Figure 5. R17a replication in PFSK-1 cells.

2 µg low molecular weight DNA from PFSK-1 cells transfected with MCVSyn or R17a viral DNA was EcoRI and DpnI digested and separated on an agarose gel, followed by EtBr staining (left panel). The DNA was transferred via southern blotting and probed with a radioactively labelled LT-Ag PCR fragment (right panel). The blot was exposed for 24 h.

Figure 6. Real-time PCR to quantify early and late gene transcripts in cells transfected with MCVSyn.

RNA was isolated at the indicated time points after transfection, DNAse I digested and used for cDNA synthesis followed by real time PCR using a LT-Ag or VP1 specific primer set. Results were normalized against GAPDH transcript levels.

Figure 7. Subcellular localization of LT-Ag and VP1 protein in cells transfected with religated viral DNA.

(A) Double staining of CV-1 cells transfected with SV40 viral DNA. 4d p.t. the cells were fixed, and VP1 was detected with a polyclonal anti-VP1 antibody. LT-Ag was visualized with the monoclonal anti-LT antibody Pab419. Z-stack pictures were taken using confocal microscopy. Each picture represents an individual Z-stack. VP1 staining was observed primarily in speckles close to or at the nuclear membrane. LT-Ag staining was observed throughout the nucleoplasm with the nucleoli excluded. In some cells granular LT-Ag staining was observed. The panel on the lower right represents a 3× zoomed picture of a CV1 transfected cell with the two channels merged. Double staining of Merkel cell polyomavirus VP1 and LT-Ag in H1299 cells (B) and PFSK-1 cells (C) 4d p.t. reveals inner peripheral nuclear localization of MCVSyn VP1 protein. VP1 was visualized with a polyclonal anti-VP1 serum and anti-rabbit FITC, while LT-Ag was visualized with the monoclonal antibody Cm2B4 specifically recognizing MCPyV LT-Ag. 40 Z-stack pictures were taken scanning through the cells using a 63× magnification and 2fold zoom on a confocal microscope. The picture shown represents an individual image from the center of a Z-stack.

Figure 8. Density gradient centrifugation of SV40 and MCVSyn particles.
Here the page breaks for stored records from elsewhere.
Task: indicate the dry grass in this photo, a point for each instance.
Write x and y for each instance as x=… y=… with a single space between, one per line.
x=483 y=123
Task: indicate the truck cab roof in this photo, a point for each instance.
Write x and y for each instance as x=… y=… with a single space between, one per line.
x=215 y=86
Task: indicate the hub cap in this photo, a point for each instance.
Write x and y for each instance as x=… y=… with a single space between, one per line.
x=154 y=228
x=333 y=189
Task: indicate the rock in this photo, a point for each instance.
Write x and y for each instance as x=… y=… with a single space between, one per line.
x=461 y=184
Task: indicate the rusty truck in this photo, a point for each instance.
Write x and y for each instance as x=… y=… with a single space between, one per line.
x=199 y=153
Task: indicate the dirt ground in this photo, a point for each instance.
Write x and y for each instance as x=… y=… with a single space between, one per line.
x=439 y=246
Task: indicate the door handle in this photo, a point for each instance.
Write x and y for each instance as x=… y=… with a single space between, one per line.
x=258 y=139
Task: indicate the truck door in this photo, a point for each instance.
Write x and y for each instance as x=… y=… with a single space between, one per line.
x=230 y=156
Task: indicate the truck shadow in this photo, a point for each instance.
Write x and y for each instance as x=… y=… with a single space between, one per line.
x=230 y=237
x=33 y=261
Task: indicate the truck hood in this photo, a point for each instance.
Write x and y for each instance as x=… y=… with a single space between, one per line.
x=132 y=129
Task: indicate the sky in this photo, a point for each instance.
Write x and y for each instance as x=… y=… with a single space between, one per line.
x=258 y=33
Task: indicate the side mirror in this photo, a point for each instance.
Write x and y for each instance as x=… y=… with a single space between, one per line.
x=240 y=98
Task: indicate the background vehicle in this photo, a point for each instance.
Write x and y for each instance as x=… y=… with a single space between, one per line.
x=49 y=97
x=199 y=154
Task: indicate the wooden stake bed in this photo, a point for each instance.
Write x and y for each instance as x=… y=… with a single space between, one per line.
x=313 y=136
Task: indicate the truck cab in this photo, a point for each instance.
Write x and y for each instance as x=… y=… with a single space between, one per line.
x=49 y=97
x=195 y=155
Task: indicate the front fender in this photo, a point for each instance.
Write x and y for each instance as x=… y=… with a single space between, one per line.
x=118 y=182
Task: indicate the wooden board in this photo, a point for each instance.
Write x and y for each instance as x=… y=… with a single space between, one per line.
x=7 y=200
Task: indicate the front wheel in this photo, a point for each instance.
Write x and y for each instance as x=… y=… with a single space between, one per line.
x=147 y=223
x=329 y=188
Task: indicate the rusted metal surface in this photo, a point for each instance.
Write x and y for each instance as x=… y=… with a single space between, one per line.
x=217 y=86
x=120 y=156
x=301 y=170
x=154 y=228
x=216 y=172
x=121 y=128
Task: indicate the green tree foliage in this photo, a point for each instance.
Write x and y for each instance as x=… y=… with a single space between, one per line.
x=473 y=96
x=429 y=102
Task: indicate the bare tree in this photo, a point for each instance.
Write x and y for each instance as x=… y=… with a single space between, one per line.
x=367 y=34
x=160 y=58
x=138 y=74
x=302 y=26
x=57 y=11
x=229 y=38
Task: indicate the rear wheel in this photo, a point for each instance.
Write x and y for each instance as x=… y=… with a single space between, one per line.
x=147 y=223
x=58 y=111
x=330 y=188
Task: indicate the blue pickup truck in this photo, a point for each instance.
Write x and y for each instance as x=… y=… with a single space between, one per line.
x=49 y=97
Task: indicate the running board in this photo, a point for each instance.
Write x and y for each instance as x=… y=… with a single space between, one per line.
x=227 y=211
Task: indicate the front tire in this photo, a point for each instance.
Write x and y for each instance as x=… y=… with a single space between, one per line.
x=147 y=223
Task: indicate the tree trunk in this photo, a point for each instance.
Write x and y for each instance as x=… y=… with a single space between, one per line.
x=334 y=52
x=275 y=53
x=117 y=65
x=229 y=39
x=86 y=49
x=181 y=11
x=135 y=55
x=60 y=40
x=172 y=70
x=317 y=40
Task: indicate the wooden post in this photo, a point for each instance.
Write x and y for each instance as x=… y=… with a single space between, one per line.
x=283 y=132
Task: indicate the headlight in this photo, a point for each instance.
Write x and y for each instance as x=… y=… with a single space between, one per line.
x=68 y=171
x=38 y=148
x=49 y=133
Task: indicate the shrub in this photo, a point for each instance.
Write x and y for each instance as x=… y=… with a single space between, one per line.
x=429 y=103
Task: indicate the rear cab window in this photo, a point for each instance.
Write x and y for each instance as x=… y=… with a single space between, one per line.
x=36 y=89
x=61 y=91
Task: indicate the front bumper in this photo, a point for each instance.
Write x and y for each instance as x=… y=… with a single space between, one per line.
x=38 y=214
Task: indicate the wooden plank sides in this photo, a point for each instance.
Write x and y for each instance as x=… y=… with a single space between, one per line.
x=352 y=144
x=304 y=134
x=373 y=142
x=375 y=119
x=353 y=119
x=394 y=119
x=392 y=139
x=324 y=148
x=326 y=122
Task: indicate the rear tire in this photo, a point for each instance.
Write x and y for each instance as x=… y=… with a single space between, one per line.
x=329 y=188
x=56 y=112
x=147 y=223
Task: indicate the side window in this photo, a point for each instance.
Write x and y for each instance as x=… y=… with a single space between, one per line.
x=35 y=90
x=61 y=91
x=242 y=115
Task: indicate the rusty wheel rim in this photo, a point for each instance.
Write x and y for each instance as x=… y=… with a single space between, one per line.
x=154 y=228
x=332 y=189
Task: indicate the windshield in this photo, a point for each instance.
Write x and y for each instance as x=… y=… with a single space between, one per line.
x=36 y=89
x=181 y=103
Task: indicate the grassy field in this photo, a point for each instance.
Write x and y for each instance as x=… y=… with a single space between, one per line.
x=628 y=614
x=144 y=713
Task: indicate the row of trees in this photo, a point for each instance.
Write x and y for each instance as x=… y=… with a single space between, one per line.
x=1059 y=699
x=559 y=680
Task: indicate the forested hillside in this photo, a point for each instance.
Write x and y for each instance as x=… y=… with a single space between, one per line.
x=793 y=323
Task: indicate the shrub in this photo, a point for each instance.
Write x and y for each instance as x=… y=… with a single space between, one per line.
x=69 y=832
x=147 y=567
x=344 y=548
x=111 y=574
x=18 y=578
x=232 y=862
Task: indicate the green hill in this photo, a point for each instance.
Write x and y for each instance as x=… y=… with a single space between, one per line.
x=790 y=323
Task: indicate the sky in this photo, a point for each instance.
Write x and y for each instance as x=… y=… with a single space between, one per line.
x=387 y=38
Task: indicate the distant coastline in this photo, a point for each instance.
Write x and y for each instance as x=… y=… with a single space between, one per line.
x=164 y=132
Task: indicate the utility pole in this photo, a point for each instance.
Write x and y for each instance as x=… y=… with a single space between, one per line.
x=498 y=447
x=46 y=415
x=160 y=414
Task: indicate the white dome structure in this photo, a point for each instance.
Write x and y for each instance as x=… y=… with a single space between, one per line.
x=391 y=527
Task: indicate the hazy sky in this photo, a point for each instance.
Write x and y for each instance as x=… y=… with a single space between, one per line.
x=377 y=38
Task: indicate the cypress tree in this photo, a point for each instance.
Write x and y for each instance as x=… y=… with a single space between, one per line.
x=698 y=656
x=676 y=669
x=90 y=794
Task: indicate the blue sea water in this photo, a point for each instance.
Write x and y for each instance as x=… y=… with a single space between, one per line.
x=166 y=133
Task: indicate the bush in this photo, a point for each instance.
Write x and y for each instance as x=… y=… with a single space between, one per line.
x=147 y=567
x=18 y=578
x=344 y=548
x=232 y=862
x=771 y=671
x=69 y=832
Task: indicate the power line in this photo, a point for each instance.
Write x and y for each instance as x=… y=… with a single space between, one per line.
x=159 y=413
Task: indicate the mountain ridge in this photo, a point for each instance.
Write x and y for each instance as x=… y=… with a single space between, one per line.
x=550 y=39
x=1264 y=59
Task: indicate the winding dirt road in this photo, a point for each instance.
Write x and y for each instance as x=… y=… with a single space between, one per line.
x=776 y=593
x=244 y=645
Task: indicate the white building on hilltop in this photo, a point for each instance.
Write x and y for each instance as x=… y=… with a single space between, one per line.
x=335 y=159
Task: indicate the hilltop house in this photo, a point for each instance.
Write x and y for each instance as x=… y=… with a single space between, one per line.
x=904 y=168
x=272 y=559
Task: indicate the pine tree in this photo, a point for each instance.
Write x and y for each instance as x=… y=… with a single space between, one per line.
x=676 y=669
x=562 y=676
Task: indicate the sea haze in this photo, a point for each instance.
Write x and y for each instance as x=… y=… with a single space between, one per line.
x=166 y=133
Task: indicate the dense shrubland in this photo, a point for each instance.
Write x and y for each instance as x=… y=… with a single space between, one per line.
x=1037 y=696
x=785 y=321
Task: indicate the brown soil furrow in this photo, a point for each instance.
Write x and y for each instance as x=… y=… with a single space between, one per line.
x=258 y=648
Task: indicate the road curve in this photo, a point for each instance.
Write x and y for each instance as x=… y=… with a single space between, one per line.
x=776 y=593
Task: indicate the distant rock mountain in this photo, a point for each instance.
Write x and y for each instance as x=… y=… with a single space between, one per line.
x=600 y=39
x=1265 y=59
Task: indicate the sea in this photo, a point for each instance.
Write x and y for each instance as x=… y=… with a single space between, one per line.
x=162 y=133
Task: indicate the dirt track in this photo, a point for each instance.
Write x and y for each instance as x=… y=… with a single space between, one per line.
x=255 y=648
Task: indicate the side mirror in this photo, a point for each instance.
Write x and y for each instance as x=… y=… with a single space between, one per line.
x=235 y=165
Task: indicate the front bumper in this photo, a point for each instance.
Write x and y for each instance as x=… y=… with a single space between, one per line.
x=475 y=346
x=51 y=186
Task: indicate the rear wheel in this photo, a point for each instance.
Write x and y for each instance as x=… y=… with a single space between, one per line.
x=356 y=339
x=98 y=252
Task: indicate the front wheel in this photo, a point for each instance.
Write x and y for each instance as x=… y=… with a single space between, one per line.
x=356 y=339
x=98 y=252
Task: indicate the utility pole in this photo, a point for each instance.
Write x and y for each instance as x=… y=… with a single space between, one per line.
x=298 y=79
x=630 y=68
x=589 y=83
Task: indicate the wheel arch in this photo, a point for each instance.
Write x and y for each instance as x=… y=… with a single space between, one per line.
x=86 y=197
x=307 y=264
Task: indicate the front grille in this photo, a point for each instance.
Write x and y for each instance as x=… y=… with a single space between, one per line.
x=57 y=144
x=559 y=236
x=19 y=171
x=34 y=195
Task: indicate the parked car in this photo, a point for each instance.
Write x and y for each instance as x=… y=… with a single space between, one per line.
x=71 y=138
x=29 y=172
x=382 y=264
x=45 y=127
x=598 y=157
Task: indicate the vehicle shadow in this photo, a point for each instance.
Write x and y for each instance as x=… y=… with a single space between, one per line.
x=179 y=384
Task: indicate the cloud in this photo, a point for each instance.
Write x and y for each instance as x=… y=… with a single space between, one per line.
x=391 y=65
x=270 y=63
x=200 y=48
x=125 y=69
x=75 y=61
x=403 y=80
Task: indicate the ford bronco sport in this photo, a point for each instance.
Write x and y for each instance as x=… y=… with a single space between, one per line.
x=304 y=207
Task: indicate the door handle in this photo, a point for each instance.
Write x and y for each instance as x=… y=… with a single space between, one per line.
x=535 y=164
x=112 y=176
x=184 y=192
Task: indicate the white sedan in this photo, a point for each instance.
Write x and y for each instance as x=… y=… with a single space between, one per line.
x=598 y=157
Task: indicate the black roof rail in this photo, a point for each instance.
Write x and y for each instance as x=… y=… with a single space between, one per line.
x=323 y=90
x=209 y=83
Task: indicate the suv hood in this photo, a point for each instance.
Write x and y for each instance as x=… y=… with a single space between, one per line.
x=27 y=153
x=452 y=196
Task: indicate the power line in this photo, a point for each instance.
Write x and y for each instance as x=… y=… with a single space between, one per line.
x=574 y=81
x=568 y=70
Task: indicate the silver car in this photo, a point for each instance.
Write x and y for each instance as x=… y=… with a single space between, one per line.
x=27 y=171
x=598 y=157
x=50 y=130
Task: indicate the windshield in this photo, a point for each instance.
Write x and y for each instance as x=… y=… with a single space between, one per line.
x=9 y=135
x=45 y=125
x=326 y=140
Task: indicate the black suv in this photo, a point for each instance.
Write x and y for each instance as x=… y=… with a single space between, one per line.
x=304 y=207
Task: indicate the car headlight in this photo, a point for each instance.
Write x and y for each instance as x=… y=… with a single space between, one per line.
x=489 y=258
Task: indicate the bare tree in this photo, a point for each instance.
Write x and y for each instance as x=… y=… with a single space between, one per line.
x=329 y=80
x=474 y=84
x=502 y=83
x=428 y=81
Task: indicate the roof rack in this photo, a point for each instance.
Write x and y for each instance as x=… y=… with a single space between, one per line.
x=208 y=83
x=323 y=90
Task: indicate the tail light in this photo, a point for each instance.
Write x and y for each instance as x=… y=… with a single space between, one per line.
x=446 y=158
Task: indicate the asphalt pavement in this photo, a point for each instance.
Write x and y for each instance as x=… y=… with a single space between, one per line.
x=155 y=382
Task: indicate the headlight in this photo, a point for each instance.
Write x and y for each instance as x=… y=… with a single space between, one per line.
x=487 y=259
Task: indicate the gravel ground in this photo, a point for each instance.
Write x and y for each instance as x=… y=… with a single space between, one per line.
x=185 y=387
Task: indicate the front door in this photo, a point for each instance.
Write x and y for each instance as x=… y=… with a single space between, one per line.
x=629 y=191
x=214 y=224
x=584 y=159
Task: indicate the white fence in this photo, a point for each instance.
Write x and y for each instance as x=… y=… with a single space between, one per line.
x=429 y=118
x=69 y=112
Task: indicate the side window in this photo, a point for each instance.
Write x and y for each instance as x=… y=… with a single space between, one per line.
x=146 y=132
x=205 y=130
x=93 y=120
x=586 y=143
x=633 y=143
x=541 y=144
Optiprep™ gradient centrifugation was performed with cell lysates from CV1 (A) and H1299 (B) cells 4d after transfection with viral DNA. 15×250 µl fractions were collected (fraction 1 represents the fraction with the highest density and fraction 15 represents the lowest density fraction). (A) Left panel: Real time PCR of micrococcal nuclease treated fractions was performed using SV40 VP1 primer sequences. 20 µl of each gradient fraction was loaded on a 10% SDS-page followed immunoblotting using anti-VP1 serum. Right panel: Negative EM staining of SV40 particles identified in fraction 9. (B) Left panel: Real time PCR results of H1299 MCVSyn gradient fractions after micrococcal nuclease treatment using MCPyV VP1-specific primers. Right panel: Negative EM staining of particles identified in fractions 10 and 6.

Figure 9. Electron micrographs of viral particles in SV40-transfected CV-1 cells.

Images were prepared from CV-1 cultures at 4 days post transfection with SV40 DNA. (A) Accumulation of SV40 particles in an isolated nucleus of CV-1 cell cultures. (B) Particles close to the plasma membrane and projecting into the intercellular space between two CV-1 cells potentially represent a cell-to-cell transmission event of SV40 particles. Such events were rarely detected. (C) Large numbers of SV40 viral particles attached to membranous structures.

Figure 10. Electron micrographs of viral particles in MCVSyn-transfected PFSK-1 cells.

Images were prepared from PFSK-1 cultures at 8 days post transfection with MCVSyn DNA. (A and B) ∼40 µm electron dense particles were observed in approximately 1 out of 50 cells with the particles localizing in the nucleus close to membrane structures (additional particles in B that are located outside of the enlarged inset are marked by arrows). (C) Membrane-attached MCPyV particles, reminiscent of the structures observed in SV40 infected cells as shown in Figure 9C.